When a group of girls, led by a twelve-year-old bully, start claiming to be pestered, tortured, and under the control of witches, they are forced by religious leaders and courts to point fingers, leading to nineteen people hanged and hundreds jailed (where some folks also died), despite the illegality of using unfounded evidence like “I feel the witch about to bite so-and-so’s arm!”
Because it’s Jackson, I had hoped she’d write a fictionalized version of what happened and add all her lovely twisted flair, but The Witchcraft of Salem Village is completely informational. The audiobook (3 hours, 10 minutes) is easy to follow, though I didn’t keep track of all names. Stand out people, such as the invalid elderly woman and a five-year-old girl both accused of tormenting these original Mean Girls, were hard to forget. Instead, people seemed faceless despite being named, which emphasized the mob mentality. It wasn’t until someone’s wife or husband or child was accused that they thought, “Now, wait a minute.”
The hysteria went on for sixteen months, and any girl who recanted her claim that a village woman was tormenting her and signed the Devil’s Book was accused of being won over by Satan. Had these girls been loving the attention they got as tortured innocents and carried the game on for too long? Isn’t sixteen months forever in adolescent time? But they kept it up.

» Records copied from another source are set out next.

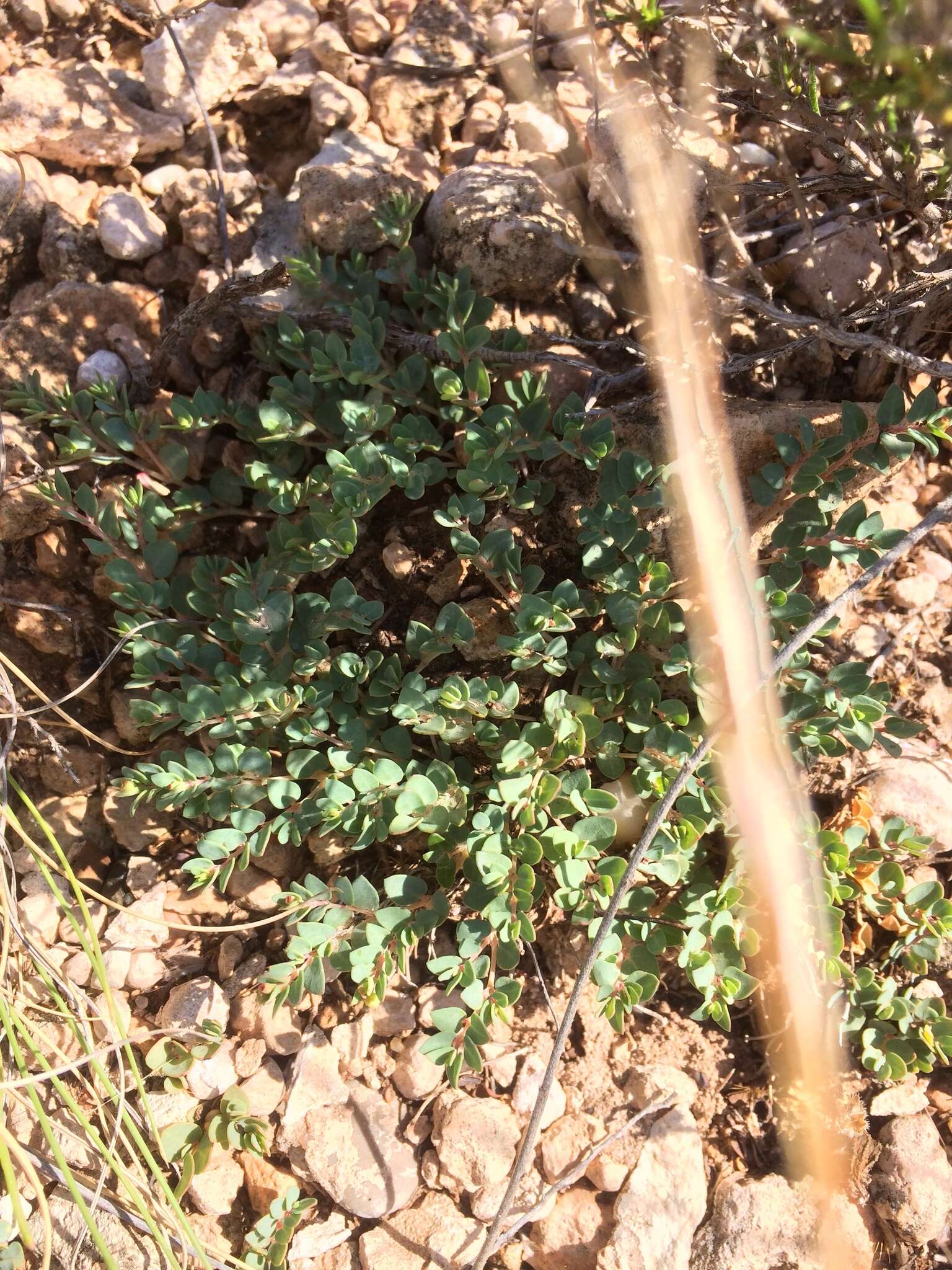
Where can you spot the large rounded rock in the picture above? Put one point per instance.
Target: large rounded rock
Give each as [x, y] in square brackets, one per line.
[475, 1141]
[771, 1222]
[431, 1233]
[912, 1185]
[408, 107]
[352, 1151]
[918, 789]
[506, 225]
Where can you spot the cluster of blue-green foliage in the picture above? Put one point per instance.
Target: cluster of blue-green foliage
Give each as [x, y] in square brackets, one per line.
[480, 785]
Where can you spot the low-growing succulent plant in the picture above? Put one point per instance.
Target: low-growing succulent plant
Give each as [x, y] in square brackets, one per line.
[231, 1127]
[466, 797]
[267, 1242]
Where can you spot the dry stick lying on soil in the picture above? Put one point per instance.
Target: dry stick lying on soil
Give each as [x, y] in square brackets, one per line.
[225, 296]
[857, 340]
[941, 512]
[574, 1174]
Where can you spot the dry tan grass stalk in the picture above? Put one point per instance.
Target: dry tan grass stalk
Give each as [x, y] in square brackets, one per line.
[730, 639]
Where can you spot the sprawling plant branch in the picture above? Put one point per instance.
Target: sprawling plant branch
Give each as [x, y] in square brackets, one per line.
[941, 512]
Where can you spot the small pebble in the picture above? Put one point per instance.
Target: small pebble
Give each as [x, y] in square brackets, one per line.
[128, 230]
[752, 155]
[106, 366]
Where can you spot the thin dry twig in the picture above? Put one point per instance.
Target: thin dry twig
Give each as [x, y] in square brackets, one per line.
[578, 1170]
[169, 23]
[659, 814]
[226, 295]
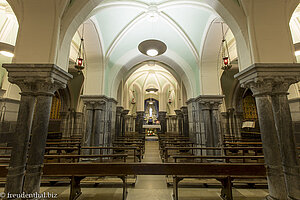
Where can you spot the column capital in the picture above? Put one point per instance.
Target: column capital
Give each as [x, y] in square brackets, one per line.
[178, 112]
[269, 78]
[184, 110]
[96, 101]
[125, 112]
[37, 79]
[119, 110]
[209, 102]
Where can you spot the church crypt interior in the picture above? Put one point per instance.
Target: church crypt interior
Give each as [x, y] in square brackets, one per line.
[150, 99]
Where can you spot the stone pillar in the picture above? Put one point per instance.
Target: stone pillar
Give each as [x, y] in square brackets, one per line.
[119, 121]
[193, 117]
[139, 122]
[269, 84]
[209, 106]
[37, 82]
[100, 120]
[216, 123]
[123, 121]
[179, 120]
[162, 118]
[185, 119]
[64, 127]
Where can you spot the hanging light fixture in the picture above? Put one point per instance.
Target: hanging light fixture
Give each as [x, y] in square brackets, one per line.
[80, 61]
[225, 52]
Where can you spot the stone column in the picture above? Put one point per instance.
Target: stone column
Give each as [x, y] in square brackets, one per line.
[269, 84]
[38, 82]
[119, 121]
[179, 120]
[89, 121]
[64, 124]
[123, 121]
[139, 122]
[185, 119]
[16, 170]
[216, 123]
[162, 118]
[210, 119]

Gabrielle de Cuir reads clearly, though makes the mistake of raising her voice to be more dramatic, which I have a problem with simply because the buzz of speakers is like witchcraft on my ears. I’m coming to realize that a book read to me rather than performed is preferable for hearing health, even if the performative readers like Bronson Pinchot make the experience more engaging.
Was anything added to the experience by choosing the audiobook? I don’t think so; thus, either physical or audio copies are acceptable. If you want an informational book about the Salem witchcraft trials that doesn’t delve into loads of historical and societal context, keeping the book from getting bloated, then Shirley Jackson’s the author for you. Some argue that The Witchcraft of Salem Village belongs in juvenile fiction for its clarity and focus, but I found it acceptable for adults who aren’t hardcore witch enthusiasts who’ve already read basic information about the trials.